At the beginning of every day, the first person who signs in the computer room will unlock the door, and the last one who signs out will lock the door. Given the records of signing in's and out's, you are supposed to find the ones who have unlocked and locked the door on that day.

Input Specification:

Each input file contains one test case. Each case contains the records for one day. The case starts with a positive integer M, which is the total number of records, followed by M lines, each in the format:

ID_number Sign_in_time Sign_out_time

where times are given in the format HH:MM:SS, and ID number is a string with no more than 15 characters.

Output Specification:

For each test case, output in one line the ID numbers of the persons who have unlocked and locked the door on that day.
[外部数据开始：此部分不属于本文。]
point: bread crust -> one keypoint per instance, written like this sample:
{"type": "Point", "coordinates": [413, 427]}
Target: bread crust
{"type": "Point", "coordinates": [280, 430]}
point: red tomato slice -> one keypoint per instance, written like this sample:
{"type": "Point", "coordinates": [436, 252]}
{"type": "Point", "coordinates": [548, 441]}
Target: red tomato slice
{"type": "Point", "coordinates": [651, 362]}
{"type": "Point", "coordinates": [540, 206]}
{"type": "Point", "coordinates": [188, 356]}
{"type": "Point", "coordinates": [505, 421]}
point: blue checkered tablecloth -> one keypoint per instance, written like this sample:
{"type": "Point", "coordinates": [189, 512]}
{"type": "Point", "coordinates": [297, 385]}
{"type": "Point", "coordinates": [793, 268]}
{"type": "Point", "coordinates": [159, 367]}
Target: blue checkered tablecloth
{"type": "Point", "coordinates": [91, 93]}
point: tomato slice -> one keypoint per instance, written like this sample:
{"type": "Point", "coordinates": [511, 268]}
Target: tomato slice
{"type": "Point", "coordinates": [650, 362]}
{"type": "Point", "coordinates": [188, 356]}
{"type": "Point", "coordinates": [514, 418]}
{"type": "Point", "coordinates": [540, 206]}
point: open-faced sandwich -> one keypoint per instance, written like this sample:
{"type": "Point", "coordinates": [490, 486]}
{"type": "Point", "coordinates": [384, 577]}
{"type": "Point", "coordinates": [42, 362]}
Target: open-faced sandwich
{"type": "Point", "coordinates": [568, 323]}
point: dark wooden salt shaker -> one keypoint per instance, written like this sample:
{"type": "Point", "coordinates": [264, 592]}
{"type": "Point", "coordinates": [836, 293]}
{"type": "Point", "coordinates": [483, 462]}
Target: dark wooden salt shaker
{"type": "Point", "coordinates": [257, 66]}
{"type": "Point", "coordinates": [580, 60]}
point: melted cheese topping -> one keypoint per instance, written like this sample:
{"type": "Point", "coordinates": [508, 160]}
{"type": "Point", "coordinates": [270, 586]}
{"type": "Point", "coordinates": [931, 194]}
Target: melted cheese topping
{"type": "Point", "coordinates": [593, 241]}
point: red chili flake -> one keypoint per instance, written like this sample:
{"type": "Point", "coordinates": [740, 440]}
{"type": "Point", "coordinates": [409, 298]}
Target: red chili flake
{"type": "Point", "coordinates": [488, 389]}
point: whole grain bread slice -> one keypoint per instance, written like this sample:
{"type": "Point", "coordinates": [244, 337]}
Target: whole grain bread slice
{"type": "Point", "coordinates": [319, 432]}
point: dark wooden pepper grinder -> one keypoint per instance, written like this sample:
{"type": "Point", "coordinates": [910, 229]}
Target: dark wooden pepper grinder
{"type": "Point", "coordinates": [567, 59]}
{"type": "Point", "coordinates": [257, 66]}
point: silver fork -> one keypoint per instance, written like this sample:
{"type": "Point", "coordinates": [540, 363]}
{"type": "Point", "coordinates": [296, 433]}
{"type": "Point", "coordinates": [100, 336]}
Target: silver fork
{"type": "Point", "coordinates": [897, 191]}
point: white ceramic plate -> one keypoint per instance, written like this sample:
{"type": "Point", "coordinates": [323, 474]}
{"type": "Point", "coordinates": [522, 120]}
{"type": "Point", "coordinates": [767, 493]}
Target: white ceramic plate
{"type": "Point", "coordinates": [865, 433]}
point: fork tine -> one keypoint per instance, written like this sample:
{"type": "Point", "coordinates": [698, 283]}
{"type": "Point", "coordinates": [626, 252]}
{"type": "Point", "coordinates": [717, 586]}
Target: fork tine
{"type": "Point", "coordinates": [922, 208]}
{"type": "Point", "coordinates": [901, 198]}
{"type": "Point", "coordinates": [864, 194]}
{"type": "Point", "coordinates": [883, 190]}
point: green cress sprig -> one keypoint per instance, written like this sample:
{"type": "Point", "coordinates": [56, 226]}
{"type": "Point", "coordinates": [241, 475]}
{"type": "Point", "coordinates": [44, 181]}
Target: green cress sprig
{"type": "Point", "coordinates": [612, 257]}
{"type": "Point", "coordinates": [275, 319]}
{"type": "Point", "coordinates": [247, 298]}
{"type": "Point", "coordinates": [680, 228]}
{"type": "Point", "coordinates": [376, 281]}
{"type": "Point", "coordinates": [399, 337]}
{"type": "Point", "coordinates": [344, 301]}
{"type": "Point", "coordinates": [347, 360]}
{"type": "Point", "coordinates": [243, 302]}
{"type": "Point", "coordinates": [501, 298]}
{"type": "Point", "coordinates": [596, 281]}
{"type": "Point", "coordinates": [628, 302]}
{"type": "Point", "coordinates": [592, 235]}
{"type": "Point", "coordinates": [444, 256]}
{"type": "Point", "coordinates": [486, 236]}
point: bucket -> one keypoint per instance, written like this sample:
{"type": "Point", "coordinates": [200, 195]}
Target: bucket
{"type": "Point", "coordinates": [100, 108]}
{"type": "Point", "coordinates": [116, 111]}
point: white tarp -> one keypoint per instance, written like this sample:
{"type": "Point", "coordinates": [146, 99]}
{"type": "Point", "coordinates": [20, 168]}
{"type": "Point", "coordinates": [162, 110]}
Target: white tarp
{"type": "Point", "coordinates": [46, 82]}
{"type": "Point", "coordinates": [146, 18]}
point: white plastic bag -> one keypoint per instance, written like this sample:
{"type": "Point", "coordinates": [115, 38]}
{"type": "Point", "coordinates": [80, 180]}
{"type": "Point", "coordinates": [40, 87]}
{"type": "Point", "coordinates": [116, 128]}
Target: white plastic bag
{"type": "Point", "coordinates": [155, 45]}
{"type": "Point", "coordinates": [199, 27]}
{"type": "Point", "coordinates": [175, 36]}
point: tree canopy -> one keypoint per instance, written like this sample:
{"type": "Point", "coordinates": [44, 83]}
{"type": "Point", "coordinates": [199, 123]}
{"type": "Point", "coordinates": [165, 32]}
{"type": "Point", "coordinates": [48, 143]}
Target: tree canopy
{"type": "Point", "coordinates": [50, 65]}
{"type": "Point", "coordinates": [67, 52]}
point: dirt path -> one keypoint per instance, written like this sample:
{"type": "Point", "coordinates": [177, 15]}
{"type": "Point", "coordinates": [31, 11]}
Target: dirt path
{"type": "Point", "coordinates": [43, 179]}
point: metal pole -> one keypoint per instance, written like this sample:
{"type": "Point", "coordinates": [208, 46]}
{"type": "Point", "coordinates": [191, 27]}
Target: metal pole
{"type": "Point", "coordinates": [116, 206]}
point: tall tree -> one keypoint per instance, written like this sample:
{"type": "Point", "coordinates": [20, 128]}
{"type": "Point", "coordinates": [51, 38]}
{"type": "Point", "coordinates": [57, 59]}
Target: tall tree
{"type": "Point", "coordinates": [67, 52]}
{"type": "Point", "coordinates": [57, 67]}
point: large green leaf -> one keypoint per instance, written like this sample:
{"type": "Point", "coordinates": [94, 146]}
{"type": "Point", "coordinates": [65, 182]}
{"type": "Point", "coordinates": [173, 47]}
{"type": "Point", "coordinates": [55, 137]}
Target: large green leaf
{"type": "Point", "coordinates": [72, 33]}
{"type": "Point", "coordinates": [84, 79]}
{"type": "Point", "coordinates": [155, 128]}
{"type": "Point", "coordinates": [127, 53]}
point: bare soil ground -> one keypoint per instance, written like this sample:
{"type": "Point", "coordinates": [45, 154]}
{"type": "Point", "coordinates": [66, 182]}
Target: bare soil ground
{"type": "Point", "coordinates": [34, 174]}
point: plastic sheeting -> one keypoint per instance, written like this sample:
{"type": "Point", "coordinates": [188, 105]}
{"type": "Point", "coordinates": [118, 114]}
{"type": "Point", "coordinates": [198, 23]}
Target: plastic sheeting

The two ID numbers must be separated by one space.

Note: It is guaranteed that the records are consistent. That is, the sign in time must be earlier than the sign out time for each person, and there are no two persons sign in or out at the same moment.

Sample Input:

3
CS301111 15:30:28 17:00:10
SC3021234 08:00:00 11:25:25
CS301133 21:45:00 21:58:40

Sample Output:

SC3021234 CS301133

题意：

输入一组学生去机房的签到时间和离开时间，最早到的负责开门，最晚到的负责关门，并且没有人同时签到和离开，输出最早到的和最晚到的。

C++:

 #include<cstdio>
 #include<cstring>
 using namespace std;
 
 struct student{
 	char ID_number[15];
 	int hh;
 	int mm;
 	int ss;
 	
 }time,early,latest; 
 
 bool compare(student a,student b){
 	if(a.hh != b.hh)	return a.hh > b.hh;
 	if(a.mm != b.mm)	return a.mm > b.mm;
 	return a.ss > b.ss;
 }
 
 int main(){
 	int n;
 	scanf("%d",&n);
 	early.hh=24;   early.mm=60;   early.ss=60;
 	latest.hh=0;   latest.mm=0;   latest.ss=0;
	for(int i=0;i<n;i++){
		scanf("%s %d:%d:%d",time.ID_number,&time.hh,&time.mm,&time.ss);	
		if(!compare(time,early))   early = time;
		
		scanf("%d:%d:%d",&time.hh,&time.mm,&time.ss);	
		if(compare(time,latest))   latest = time;
			
	}
	
	printf("%s %s",early.ID_number,latest.ID_number);
	return 0;
}
	

注：

因为题目对于输入形式已经固定，hh:mm:ss， 并且scanf有一种写法就是：

scanf("%d:%d:%d",&time.hh,&time.mm,&time.ss);

保证输入时按照scanf的格式即可，实现对字符串的划分，从而可以对时间进行快速的判断。

我一开始就是在这里，直接定义了两个字符串，一个表示签到时间，一个表示离开时间，对长字符串进行分割处理，转成int型再判断，虽然我觉得是可行的，但是麻烦了。